Dans la remise, les petites retrouvèrent le chat installé sur la pile de bois. A travers ses larmes, Delphine le regardait faire sa toilette. 

- Alphonse, lui dit-elle avec un sourire joyeux qui étonna sa sœur. 

-Quoi donc, ma petite fille ? 

- Je pense à quelque chose. Demain, si tu voulais, on n’irait pas chez la tante Mélina. 

- Je ne demande pas mieux, mais tout ce que je peux dire aux parents n’empêchera rien, malheureusement. 

- Justement, tu n’aurais pas besoin des parents. Tu sais ce qu’ils ont dit ? Qu’on irait chez la tante Mélina s’il ne pleuvait pas. 

- Alors ? 

- Eh bien ! tu n’aurais qu’à passer ta patte derrière ton oreille. Il pleuvrait demain et on n’irait pas chez la tante Mélina. 

- Tiens, c’est vrai, dit le chat, je n’y aurais pas pensé. Ma foi, c’est une bonne idée. 

Il se mit aussitôt à passer la patte derrière son oreille. Il la passa plus de cinquante fois. 

- Cette nuit, vous pourrez dormir tranquillement. Il pleuvra demain à ne pas mettre un chien dehors. 

Pendant le dîner, les parents parlèrent beaucoup de la tante Mélina. Ils avaient déjà préparé le pot de confiture qu’ils lui destinaient. (....) 

 

Biographie de l'auteur 

 

Marcel Aymé est un écrivain français, dramaturge, nouvelliste, scénariste et essayiste français.

Marcel Aymé était le dernier d’une famille de six enfants. Ayant perdu sa mère à deux ans, il fut élevé jusqu’à huit ans par ses grands-parents maternels qui possédaient une ferme et une tuilerie à Villers-Robert, une région de forêts, d’étangs et de prés. Il entre en septième au collège de Dole et passe son bachot en 1919. Une grave maladie l’oblige à interrompre les études qui auraient fait de lui un ingénieur, le laissant libre de devenir écrivain.

Après des péripéties multiples (il est tour à tour journaliste, manœuvre, camelot, figurant de cinéma), il publie un roman : "Brûlebois", aux Cahiers de France, et, en 1927, "Aller retour", aux Éditions Gallimard, qui éditeront la majorité de ses œuvres.

Le prix Théophraste-Renaudot pour "La Table aux Crevés" le signale au grand public en 1929. "La Jument verte" paraît en 1933. Avec une lucidité inquiète, il regarde son époque et se fait une réputation d’humoriste par ses romans et ses pièces de théâtre : "Travelingue" (1941), "Le Chemin des écoliers" (1946), "Clérambard" (1950), "La Tête des autres" (1952), "La Mouche bleue" (1957).
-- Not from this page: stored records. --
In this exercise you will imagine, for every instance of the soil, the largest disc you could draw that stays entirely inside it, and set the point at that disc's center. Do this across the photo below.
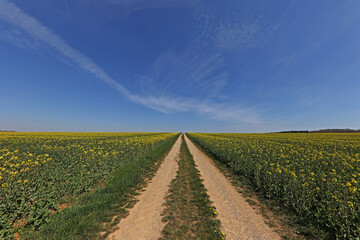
(238, 219)
(144, 220)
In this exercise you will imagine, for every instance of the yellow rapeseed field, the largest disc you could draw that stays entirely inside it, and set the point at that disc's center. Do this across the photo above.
(315, 174)
(39, 169)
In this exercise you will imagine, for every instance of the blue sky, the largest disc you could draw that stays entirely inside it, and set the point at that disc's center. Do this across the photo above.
(179, 65)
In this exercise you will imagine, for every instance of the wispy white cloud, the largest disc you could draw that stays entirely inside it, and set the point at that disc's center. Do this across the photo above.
(28, 27)
(190, 72)
(231, 32)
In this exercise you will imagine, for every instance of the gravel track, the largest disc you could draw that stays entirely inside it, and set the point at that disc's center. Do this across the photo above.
(238, 219)
(144, 220)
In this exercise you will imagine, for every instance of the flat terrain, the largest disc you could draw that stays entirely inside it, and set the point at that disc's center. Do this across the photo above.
(238, 219)
(144, 220)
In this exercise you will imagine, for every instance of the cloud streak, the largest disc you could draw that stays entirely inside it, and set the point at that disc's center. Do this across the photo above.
(29, 26)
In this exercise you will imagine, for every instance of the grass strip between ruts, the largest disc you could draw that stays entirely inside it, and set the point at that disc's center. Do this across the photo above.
(86, 218)
(188, 210)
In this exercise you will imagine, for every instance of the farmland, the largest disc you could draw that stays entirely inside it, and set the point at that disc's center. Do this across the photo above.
(316, 175)
(38, 171)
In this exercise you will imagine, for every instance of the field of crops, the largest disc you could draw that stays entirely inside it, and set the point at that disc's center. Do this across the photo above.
(317, 175)
(39, 170)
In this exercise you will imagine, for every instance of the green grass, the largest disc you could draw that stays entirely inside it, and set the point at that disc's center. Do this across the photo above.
(86, 218)
(189, 213)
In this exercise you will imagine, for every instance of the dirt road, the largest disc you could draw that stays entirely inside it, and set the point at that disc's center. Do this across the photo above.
(238, 219)
(144, 220)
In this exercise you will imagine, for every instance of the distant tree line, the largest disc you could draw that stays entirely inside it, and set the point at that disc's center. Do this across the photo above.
(329, 130)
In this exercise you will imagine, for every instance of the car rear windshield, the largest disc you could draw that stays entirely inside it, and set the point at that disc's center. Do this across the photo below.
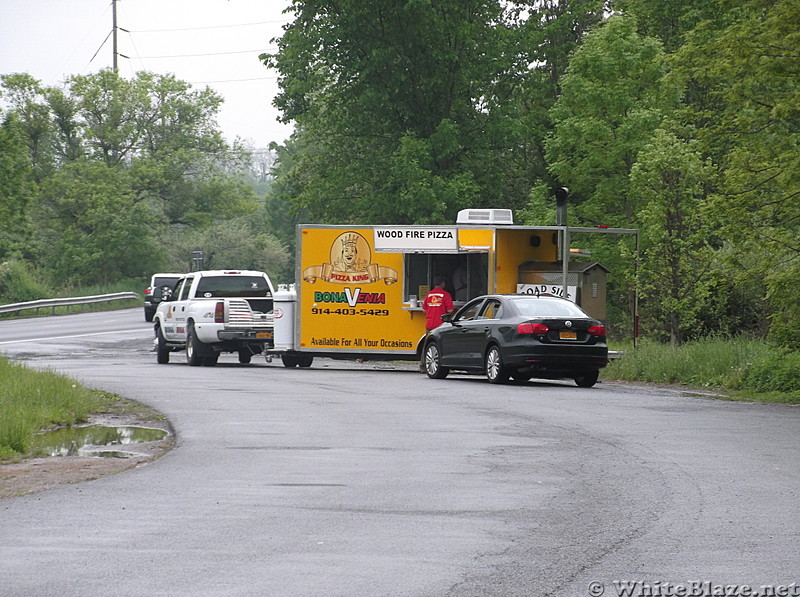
(232, 286)
(539, 307)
Ses recueils de nouvelles "Les Contes du chat perché" (1939) et "Le Passe-muraille" (1943) conquièrent tous les publics.

En 1950, il refuse un siège à l'Académie française.

Un monument et une plaque ont été élevés à sa mémoire place Marcel-Aymé, dans le quartier de Montmartre à Paris. La statue, réalisée par Jean Marais en 1989 évoque le « Passe-muraille », un de ses personnages les plus surréalistes, et une de ses plus belles œuvres écrites.